The title of America’s oldest brewery belongs to Yuengling beer of Pottsville, Pennsylvania. German immigrant David G. Yuengling began production of his home-country-inspired beer in 1829. And the Yuengling family, some six generations later, still run the family beer company, a beer that has been the subject of much lore through the years as it limited its distribution to a relatively small number of U.S. states. For instance, beer drinkers in Michigan have been clamoring for Yuengling beer for as long as anybody can remember — but no luck. The Yuengling brewery never bothered to retain a licensed distributor in Michigan because they sold out their production runs in their existing state markets.
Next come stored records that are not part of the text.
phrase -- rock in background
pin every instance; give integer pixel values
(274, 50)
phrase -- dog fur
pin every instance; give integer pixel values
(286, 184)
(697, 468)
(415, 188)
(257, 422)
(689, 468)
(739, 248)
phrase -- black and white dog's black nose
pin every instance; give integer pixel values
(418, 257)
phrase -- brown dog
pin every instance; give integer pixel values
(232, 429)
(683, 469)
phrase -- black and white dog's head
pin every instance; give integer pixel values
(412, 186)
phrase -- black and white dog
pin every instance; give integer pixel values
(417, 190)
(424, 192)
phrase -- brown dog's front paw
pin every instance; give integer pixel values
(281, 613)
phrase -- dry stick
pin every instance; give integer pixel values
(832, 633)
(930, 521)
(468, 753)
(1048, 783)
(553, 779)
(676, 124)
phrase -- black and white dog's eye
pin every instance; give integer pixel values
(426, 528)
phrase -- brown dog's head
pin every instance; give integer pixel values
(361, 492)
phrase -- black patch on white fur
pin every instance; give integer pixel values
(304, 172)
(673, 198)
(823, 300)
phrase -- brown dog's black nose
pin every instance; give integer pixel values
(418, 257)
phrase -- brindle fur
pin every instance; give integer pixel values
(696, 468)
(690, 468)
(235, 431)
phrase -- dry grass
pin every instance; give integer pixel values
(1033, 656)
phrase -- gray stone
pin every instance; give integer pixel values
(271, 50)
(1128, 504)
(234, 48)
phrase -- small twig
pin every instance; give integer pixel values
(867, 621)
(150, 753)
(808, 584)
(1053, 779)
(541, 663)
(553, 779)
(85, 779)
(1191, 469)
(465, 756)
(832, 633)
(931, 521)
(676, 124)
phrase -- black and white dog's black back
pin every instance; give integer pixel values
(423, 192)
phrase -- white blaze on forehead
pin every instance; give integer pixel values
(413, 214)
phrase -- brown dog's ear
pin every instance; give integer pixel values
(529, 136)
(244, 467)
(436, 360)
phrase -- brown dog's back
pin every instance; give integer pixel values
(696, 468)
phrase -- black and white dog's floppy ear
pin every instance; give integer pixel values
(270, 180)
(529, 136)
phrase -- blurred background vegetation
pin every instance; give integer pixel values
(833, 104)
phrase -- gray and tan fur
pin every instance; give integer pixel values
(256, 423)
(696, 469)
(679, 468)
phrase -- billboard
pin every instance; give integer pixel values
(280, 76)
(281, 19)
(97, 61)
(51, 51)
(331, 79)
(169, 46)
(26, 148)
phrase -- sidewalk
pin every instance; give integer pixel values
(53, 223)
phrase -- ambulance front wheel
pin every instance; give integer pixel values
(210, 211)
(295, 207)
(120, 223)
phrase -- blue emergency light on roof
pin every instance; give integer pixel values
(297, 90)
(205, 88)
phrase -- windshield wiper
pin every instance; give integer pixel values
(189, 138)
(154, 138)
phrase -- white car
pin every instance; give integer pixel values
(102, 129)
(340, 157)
Yuengling recently expanded operations to the South with the purchases of a defunct brewery in Tampa, Florida, allowing it to distribute its beer in the local Southern market. But the Western half of the United States remained off-limits for Yuengling-seekers until the family signed a deal with Molson-Coors to begin producing and shipping the legacy German-American beer to the left half of the United States.

Yuengling will begin production at Coors facilities in Fort Worth, Texas, meaning the secret family beer recipe had to be delivered from Pennsylvania to Texas. In a nice little marketing stunt, the four Yuengling sisters who control the beer company in this generation shipped off great-great-great-great-grandad’s original recipe in an armored truck to Fort Worth. This isn’t exactly the desperate candy business as detailed in Charlie and the Chocolate Factory where Slugworth will pull out all his sinister stops to steal the Everlasting Gobstopper recipe from the Wonka Factory. The recipe itself is probably sitting on half a dozen Google docs on unprotected laptops in various homes and offices. Nevertheless, this made for good theater.

“It was important to us to make sure it was our same quality recipes, our same yeast strain, and everything that goes into our original beers that we make here. We’re going to deliver the same high-quality products out west.”

Wendy Yuengling, chief administrative officer.

Jennifer Yuengling will be following the armored truck to Texas where she intends to carefully oversee the Yuengling brewing process to ensure it meets the standards of the family legacy. For those clamoring to try the Pennsylvania beer, it should be available in a slew of previously off-limits Western states as of this Fall. Is it actually any good? No clue. We’ll report back when we have first-hand information?

Have you tried Yuengling before? What’s your opinion.